The Archbishop of Wales has paid tribute to the Queen's "extraordinary legacy of service and devotion" at a national service attended by King Charles III and the Queen Consort.
The service of thanksgiving for the life of the Queen was held inside Llandaff Cathedral on Friday and broadcast live.
Wales was the last stop on the King's visits to the four nations since ascending the throne following the death of the Queen last Thursday.
Archbishop Andrew John said the late Queen had "led a life of grace and wisdom" and provided a reassuring constancy through the decades.
"Our roots as a people are deep, our culture and language, stories and legends ground us in a unique heritage but also point us forward to a future with promise and potential," he said.
The Archbishop spoke of her ability to "surprise and delight", recalling her heartwarming sketch with Paddington Bear for her Platinum Jubilee this year and another 10 years ago with Bond actor Daniel Craig as part of the opening ceremony of the London Olympics.
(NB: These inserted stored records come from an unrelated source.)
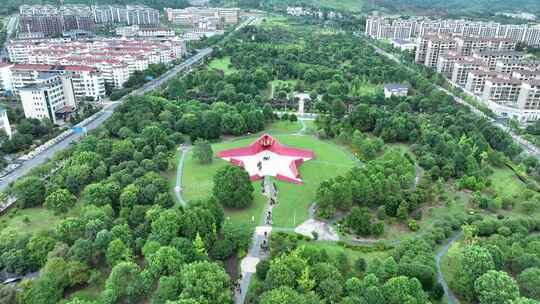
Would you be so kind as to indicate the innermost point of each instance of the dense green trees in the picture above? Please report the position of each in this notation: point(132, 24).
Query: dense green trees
point(232, 187)
point(29, 191)
point(496, 287)
point(60, 201)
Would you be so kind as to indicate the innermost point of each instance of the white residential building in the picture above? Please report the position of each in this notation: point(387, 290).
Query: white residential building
point(394, 89)
point(6, 83)
point(381, 27)
point(87, 82)
point(51, 94)
point(191, 16)
point(116, 59)
point(4, 122)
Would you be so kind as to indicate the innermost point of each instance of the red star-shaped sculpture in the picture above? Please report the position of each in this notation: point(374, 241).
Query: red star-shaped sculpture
point(267, 157)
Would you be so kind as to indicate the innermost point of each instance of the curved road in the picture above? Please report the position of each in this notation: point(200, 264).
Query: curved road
point(440, 278)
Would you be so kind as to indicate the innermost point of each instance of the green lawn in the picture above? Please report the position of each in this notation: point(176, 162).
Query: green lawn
point(92, 291)
point(505, 181)
point(197, 183)
point(39, 219)
point(333, 249)
point(170, 175)
point(293, 199)
point(275, 21)
point(284, 126)
point(346, 5)
point(275, 84)
point(223, 64)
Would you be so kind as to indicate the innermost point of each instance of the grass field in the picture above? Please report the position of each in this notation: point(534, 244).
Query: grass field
point(280, 84)
point(39, 219)
point(293, 199)
point(284, 126)
point(503, 180)
point(223, 64)
point(333, 249)
point(275, 21)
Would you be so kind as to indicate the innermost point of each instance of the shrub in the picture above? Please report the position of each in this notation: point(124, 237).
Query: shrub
point(413, 225)
point(378, 229)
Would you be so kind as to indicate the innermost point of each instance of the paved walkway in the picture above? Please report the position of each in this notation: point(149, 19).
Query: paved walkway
point(451, 298)
point(255, 253)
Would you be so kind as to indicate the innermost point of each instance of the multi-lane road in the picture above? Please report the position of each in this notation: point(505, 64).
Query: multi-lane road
point(528, 147)
point(106, 112)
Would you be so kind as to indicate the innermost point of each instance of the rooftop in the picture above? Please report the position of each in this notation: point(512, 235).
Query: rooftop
point(395, 87)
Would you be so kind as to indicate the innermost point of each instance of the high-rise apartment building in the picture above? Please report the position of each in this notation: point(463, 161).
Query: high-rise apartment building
point(50, 94)
point(191, 16)
point(388, 28)
point(51, 20)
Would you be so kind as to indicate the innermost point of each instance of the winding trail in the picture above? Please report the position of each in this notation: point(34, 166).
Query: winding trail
point(255, 254)
point(179, 170)
point(440, 278)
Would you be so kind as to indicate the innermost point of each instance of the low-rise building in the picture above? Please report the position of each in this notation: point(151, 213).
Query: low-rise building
point(446, 62)
point(6, 83)
point(395, 89)
point(529, 100)
point(507, 66)
point(144, 32)
point(476, 80)
point(490, 57)
point(4, 122)
point(116, 59)
point(403, 44)
point(191, 16)
point(463, 67)
point(502, 91)
point(87, 82)
point(50, 94)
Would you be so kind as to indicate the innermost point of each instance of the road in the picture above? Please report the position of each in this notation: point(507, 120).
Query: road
point(11, 26)
point(41, 158)
point(451, 298)
point(528, 147)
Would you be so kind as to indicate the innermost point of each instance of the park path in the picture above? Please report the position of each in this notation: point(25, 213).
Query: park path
point(179, 171)
point(451, 298)
point(248, 265)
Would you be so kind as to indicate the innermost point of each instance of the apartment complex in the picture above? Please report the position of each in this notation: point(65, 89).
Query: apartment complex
point(192, 16)
point(49, 97)
point(144, 32)
point(385, 28)
point(115, 59)
point(49, 20)
point(87, 82)
point(4, 122)
point(484, 65)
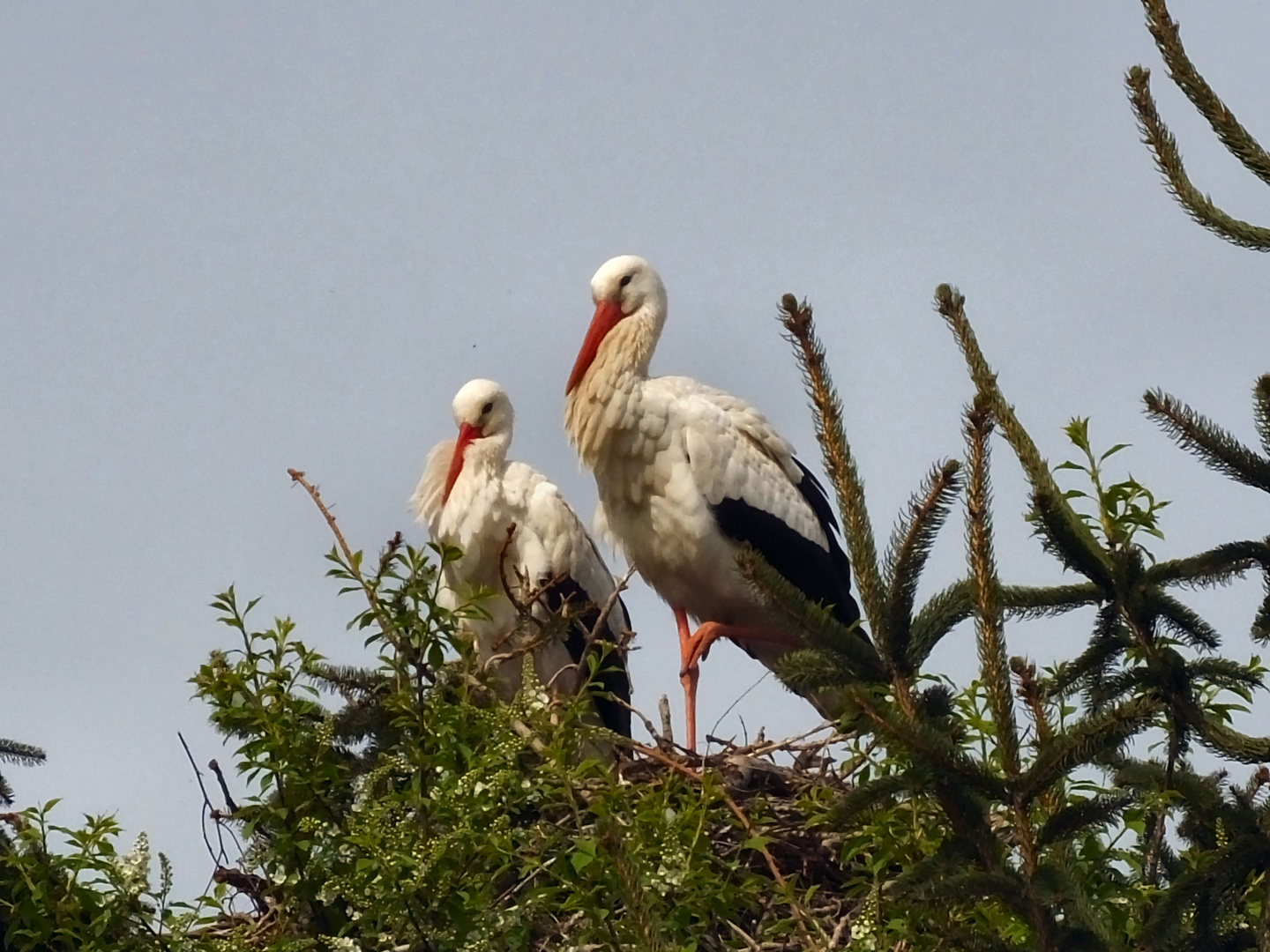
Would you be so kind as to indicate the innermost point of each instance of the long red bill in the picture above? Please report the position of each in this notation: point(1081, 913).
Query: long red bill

"We will never look at a jar of marmalade in the same way again nor watch Mr Bond without remembering 2012 and that leap into the void," said the Archbishop.
He also gave thanks for her "deep and committed Christian faith" which shaped her sense of duty and public service.
"Hers was a personal faith: she spoke of Jesus Christ and her relationship with him as well as his teachings and the way that his life, death and resurrection opened the possibility for new life, restored relationships and commitment to 'a Kingdom not of this world'," he said.
The Archbishop ended with assurances of Wales' prayers for the King and Queen Consort.
The national service was attended by Welsh First Minister, Mark Drakeford, and representatives from other churches and faith communities.